Le soutien du chef de l’État est souvent perçu comme un atout précieux pour mener à bien des réformes. Pour Mutamba, cette déclaration semble flatter les oreilles de ses auditeurs, tout en évoquant une forme de dépendance qui pourrait être synonyme de stagnation. Si le soutien inébranlable est nécessaire pour instaurer des changements significatifs.
Il peut également être un prétexte pour éviter de prendre des décisions difficiles ou de s’attaquer aux vieilles habitudes qui freinent le progrès. Constant Mutamba a énoncé plusieurs réformes qu’il a portées, telles que l’insaisissabilité des entreprises de l’État, la bancarisation des frais de justice et l’action de désengorgement des prisons.
Ces initiatives, si elles sont mises en œuvre avec rigueur, pourraient contribuer à moderniser le système judiciaire congolais et à renforcer la confiance du public. Cependant, la question demeure : ces réformes sont-elles suffisantes pour provoquer un véritable changement ? Sont-elles accompagnées de mesures concrètes et d’un suivi efficace ?

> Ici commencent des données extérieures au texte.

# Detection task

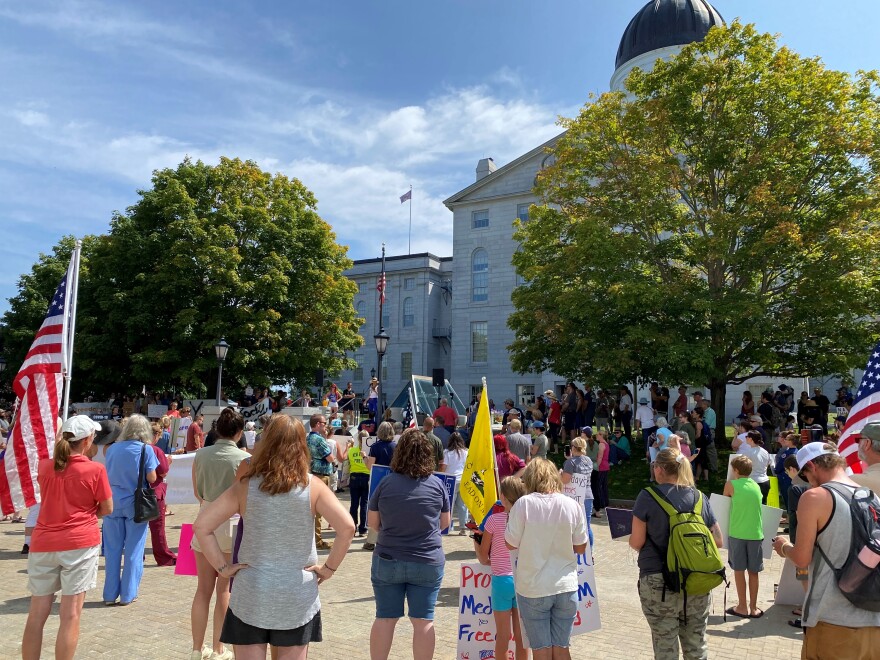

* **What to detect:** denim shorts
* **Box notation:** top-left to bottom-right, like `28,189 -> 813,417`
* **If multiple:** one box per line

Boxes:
492,575 -> 516,612
370,553 -> 443,621
516,591 -> 577,649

La mention de sa démission, loin d’être une simple provocation, soulève des doutes sur la sincérité de son engagement. Loin d’être une véritable menace, cette déclaration pourrait être perçue comme une blague de fin d’année, une façon de tourner en dérision les véritables défis auxquels il est confronté. En évoquant la démission, Constant Mutamba semble jouer sur les émotions de son auditoire.
Mais cela peut également être interprété comme une tentative d’échapper à la responsabilité de ses actions et de ses promesses. La RDC a désespérément besoin d’une réforme judiciaire profonde et d’une volonté politique forte pour briser les chaînes de la corruption et de l’impunité. Les États généraux de la justice doivent être l’occasion de discuter ouvertement des obstacles qui se dressent sur ce chemin.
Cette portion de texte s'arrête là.